Affiliation: Université de Sherbrooke

Type: Poster

Display Dates: 20.07.2026 - 21.07.2026

Board: MT-008

Substituting yttrium by most lanthanides in the emblematic high-temperature cuprate superconductor YBa2Cu3O7-delta (YBCO) does not impact the critical temperature of the material in a significant way. [1] However, Pr-substituted YBCO is a key exception, and the mechanism behind the absence of superconductivity in PrBa2Cu3O7-delta (PBCO) is still subject to active experimental and theoretical investigations. [2]

Recently, the combination of density functional theory (DFT) and cluster dynamical mean-field theory (CDMFT) has been successful in the study of strongly-correlated high-temperature superconductors. This approach, which combines the details of the crystal structure from DFT and the strong correlation effects from CDMFT, has been shown to provide accurate material-specific predictions in the context of multilayer cuprates, enabling direct comparisons with experiments. [3]

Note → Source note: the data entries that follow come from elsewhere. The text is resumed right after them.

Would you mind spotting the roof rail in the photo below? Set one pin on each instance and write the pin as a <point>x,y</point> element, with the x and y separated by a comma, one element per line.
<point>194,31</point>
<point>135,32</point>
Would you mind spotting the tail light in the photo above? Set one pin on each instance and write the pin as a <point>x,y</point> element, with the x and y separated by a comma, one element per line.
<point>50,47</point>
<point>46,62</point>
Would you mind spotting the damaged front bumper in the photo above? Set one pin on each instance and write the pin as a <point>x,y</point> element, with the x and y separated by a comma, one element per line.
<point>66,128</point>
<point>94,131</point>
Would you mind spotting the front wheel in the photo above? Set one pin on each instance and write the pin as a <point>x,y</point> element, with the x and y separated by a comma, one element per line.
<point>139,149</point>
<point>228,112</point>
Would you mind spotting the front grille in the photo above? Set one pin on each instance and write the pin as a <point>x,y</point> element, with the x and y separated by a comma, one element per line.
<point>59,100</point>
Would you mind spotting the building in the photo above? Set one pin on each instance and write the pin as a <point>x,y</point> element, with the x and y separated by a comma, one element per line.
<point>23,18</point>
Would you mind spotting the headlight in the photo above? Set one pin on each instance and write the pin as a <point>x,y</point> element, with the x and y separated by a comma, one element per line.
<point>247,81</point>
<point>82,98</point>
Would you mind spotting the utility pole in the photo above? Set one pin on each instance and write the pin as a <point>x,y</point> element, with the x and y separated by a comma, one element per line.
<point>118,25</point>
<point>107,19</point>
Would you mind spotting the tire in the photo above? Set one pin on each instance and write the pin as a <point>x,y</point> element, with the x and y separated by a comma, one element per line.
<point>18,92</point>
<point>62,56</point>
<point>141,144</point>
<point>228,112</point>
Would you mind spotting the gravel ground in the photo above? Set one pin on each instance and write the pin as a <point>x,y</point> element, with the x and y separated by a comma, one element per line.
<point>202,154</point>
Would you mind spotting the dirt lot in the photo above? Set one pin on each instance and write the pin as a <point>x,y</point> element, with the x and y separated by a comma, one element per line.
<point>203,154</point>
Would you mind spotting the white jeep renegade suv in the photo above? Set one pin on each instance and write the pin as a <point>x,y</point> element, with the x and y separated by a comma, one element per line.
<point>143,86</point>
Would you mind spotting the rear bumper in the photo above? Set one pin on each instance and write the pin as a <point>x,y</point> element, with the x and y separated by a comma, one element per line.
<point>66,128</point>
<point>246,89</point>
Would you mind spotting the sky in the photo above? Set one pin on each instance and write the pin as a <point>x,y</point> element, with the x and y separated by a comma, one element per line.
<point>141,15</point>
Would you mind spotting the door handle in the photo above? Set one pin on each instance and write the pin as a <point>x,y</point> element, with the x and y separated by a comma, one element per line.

Here, we apply the DFT+CDMFT method to the problem of superconductivity suppression in Pr-substituted YBCO. More specifically, we investigate the impact of praseodymium substitution on the yttrium and barium sites of YBCO on the superconducting order parameter. We discuss how applying this approach based on first principles helps us understand the specificity of PBCO beyond what Hubbard model simulations enable.

[1] P. H. Hor et al. Phys. Rev. Lett. 58, 1891 (1987)

[2] J. Yang et al. arXiv:2510.15078 (2025)

[3] B. Bacq-Labreuil et al. Phys. Rev. X 15, 021071 (2025)